Introduction to Statistical Modeling for Online Behavior Data
Online platforms generate vast amounts of behavioral data, including subjective ratings (e.g., likes, stars, reactions) and objective engagement metrics (e.g., views, clicks, watch time). While machine learning excels at predicting user behavior, statistical modeling—a cornerstone of empirical research—is critical for interpretable analysis. It helps uncover relationships between user behavior and various factors (e.g., how demographics influence engagement patterns) and enables causal inference in experiments (e.g., measuring the impact of different feed-ranking algorithms on user experience). These methods are widely used in UX research, product analytics, and A/B testing.

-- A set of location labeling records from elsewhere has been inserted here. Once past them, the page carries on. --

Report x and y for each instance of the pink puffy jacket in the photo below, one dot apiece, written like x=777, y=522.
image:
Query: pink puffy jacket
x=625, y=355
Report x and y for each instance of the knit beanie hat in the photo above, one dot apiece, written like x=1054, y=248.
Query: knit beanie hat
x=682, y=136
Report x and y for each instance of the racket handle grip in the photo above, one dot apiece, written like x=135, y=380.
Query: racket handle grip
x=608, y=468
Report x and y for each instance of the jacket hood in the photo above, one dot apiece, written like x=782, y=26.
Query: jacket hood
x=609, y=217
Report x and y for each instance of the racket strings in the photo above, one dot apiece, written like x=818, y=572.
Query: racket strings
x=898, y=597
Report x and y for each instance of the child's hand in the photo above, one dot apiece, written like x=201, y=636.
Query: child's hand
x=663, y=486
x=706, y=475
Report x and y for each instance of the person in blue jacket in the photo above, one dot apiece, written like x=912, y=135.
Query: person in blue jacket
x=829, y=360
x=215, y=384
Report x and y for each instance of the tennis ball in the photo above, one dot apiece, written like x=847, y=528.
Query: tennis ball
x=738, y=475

This course provides a hands-on introduction to statistical modeling in R, focusing on methods most useful for analyzing behavioral data. We'll cover key concepts and progress to model selection based on outcome type. Topics include logistic regression for binary outcomes (e.g., like/dislike reactions), ordinal regression for rating scales, beta regression for continuous feedback (e.g., sliders), and hierarchical models for nested data (e.g., multiple ratings from the same users). In the end, you'll not only know which model to use but also how to effectively visualize and communicate your findings through clear, interpretable result presentations.
No prior statistical modeling experience is required. If you're familiar with Python or similar languages, the transition to R should be easy. All scripts and exercises are provided.